Tout a débuté avec le message publié sur Facebook d’Émilie Ricard, une jeune infirmière de l’Estrie. Avec une photo d’elle en larmes, prise à la fin de son quart de travail de nuit, elle se décrit « vidée », « exténuée », « brisée par son métier », « honteuse » de la pauvreté des soins qu’elle peut prodiguer.
Rapidement, le message devient viral et est suivi d’un tsunami de témoignages similaires. C’est le #MoiAussi du personnel médical. Comme le #MoiAussi du harcèlement sexuel, il exprime principalement le ras-le-bol des femmes, très majoritaires dans le domaine de la santé.

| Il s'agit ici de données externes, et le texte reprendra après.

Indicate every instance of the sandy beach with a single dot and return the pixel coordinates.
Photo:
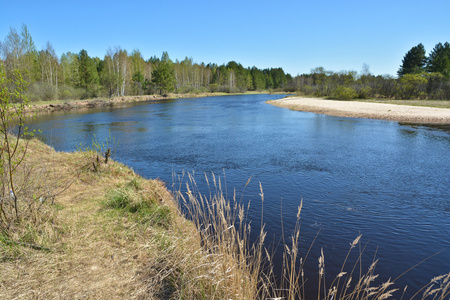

Rappelons que la FIQ représente 75 000 professionnelles en soins, dont 90 % sont des femmes, et l’APTS regroupe 52 000 autres professionnelles de la santé, dont 87 % sont des femmes.
Parallèlement au dévoilement sur la place publique des conditions de travail inqualifiables (surmenage, pénurie de personnel, horaires démentiels) et de leurs effets dévastateurs sur les patients, le gouvernement octroyait plus d’un milliard de dollars supplémentaires aux spécialistes.
Pour justifier le tout, le duo Couillard-Barrette invoque le respect, devenu subitement sacro-saint, d’une entente de 2014 qui prévoyait hausser le salaire des spécialistes au niveau de la moyenne canadienne. Pourtant, la « moyenne canadienne » ne semble pas aussi préoccupante quand il s’agit de l’ensemble des dépenses de santé par habitant qui sont, au Québec, parmi les plus faibles au Canada. Prenons un seul exemple : les soins à domicile; en 2015, le Québec dépensait 79,86 $ par habitant, loin derrière la moyenne canadienne de 93,59 $.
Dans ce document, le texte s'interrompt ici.